Notre dernier éditorial tentait d’anticiper sur une prise de position officielle de l’Église de France à propos de la crise grave que traverse en ce moment notre pays. Mais, sans doute, fallait-il un temps de réflexion pour que nos évêques mesurent exactement les causes de la crise et les effets de son développement. Depuis une semaine, la plupart d’entre eux ont réagi, parfois collectivement comme les évêques de Normandie, le plus souvent personnellement. On note bien sûr la déclaration de Mgr Georges Pontier, en tant que président de la Conférence des évêques de France, qui donne le ton général correspondant à la sensibilité de notre épiscopat. L’archevêque de Marseille met l’accent sur « un déficit d’écoute et de dialogue dans notre pays, des ruptures et des incompréhensions que vivent beaucoup de nos concitoyens, une méfiance croissante dans toute institution et la perte de confiance dans les corps intermédiaires ». On n’est pas étonné d’une insistance particulière sur la recherche du bien commun, qui ne va pas sans dialogues courageux et constructifs.

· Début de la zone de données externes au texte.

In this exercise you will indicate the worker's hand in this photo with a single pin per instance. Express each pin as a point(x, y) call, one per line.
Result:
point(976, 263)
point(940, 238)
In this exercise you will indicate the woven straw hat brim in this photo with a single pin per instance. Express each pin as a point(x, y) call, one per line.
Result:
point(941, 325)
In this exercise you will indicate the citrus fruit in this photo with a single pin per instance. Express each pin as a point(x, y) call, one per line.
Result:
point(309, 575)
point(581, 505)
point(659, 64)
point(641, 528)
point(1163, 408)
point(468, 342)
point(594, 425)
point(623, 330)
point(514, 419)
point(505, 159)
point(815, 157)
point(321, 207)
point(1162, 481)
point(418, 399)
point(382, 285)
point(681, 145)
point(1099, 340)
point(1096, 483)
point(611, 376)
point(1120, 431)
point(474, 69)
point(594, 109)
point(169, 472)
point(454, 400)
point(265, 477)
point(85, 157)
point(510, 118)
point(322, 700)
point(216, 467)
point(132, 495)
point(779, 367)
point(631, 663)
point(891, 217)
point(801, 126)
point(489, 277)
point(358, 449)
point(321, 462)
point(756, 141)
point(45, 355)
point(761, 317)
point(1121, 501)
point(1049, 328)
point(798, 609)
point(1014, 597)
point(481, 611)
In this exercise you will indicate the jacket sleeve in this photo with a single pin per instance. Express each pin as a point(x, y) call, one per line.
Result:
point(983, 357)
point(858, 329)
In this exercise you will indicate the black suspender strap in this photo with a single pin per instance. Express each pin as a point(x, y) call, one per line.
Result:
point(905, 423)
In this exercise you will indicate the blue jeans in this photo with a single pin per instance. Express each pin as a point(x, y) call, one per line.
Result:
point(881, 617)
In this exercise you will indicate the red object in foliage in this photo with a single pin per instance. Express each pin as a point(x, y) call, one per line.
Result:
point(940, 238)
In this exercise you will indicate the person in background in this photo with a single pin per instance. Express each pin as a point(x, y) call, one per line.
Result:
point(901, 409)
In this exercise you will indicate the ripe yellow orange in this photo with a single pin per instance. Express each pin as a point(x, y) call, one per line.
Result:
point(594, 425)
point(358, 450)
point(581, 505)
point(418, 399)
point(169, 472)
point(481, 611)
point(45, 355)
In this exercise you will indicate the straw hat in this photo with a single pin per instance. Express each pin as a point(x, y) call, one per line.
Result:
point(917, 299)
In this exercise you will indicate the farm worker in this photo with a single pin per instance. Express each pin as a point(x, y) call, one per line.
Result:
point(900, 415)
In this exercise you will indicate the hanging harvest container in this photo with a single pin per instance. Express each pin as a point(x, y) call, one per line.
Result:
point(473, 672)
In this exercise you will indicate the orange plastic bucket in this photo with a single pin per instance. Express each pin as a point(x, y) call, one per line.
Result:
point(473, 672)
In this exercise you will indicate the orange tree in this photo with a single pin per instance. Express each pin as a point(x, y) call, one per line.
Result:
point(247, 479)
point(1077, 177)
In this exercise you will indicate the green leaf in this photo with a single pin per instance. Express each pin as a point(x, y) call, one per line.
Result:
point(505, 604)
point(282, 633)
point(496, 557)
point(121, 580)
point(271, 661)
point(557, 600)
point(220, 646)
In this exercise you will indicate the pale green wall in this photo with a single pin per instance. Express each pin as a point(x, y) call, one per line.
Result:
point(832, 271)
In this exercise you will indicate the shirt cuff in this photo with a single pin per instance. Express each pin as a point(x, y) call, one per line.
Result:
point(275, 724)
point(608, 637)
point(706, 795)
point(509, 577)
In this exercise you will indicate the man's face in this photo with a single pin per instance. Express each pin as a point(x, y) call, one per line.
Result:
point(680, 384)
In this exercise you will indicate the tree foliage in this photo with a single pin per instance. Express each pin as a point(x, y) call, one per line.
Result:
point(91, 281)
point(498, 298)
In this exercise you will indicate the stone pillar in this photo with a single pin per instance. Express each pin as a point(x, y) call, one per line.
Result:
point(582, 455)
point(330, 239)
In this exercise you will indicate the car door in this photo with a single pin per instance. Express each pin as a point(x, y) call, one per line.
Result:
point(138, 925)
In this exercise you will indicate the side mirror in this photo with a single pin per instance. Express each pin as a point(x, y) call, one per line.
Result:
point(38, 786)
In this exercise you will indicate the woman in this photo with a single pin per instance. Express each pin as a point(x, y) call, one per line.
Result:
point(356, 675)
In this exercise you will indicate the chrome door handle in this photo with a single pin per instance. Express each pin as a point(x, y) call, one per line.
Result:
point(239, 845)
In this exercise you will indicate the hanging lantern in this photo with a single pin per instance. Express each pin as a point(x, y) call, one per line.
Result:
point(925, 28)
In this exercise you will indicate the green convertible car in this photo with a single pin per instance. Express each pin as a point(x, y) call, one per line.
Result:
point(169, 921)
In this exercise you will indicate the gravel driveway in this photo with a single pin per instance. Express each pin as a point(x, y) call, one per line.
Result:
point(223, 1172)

Précisément, cette recherche du bien commun implique la prise en compte de toutes les données de la situation de crise, sans oublier le face-à-face des citoyens et de l’État, avec ce qu’il comporte de distance critique. L’intervention de Mgr Michel Aupetit, archevêque de la capitale, met particulièrement en évidence cette dimension : « Comme archevêque de Paris, je comprends la peine de ceux qui manifestent pacifiquement et luttent pour conserver une vie digne. Je dénonce la violence scandaleuse de ceux qui en profitent pour saccager notre ville, je salue le courage des services de police et de gendarmerie et je m’unis au souci de nos gouvernants qui cherchent des réponses à la crise. » Ainsi, personne n’est oublié, avec le contraste des responsabilités qui reviennent aux uns et aux autres. La reconnaissance du bien-fondé des revendications ne saurait aller sans respect pour l’autorité qui assume la redoutable charge de résoudre la crise. Ce n’est qu’en adoptant un point de vue supérieur de bienveillance que l’Église peut apporter son éclairage propre dans un moment crucial de la vie nationale.
Les interventions des évêques ne peuvent que se distinguer également par le recours à ce que la parole de Dieu apporte à la compréhension des relations humaines : « Pour être frères, affirme encore Mgr Aupetit, encore faut-il une paternité commune. La conscience de Dieu le Père qui nous apprend à “nous aimer les uns les autres” a façonné la face de la France. L’oubli de Dieu nous laisse déboussolés et enfermés dans l’individualisme et le chacun pour soi. » Ce rappel de la source de la fraternité humaine a pu indisposer quelques-uns. Il n’empêche qu’il est essentiel à l’approfondissement du mystère de notre condition et de notre appartenance à une même humanité, dans son unité et ses complémentarités.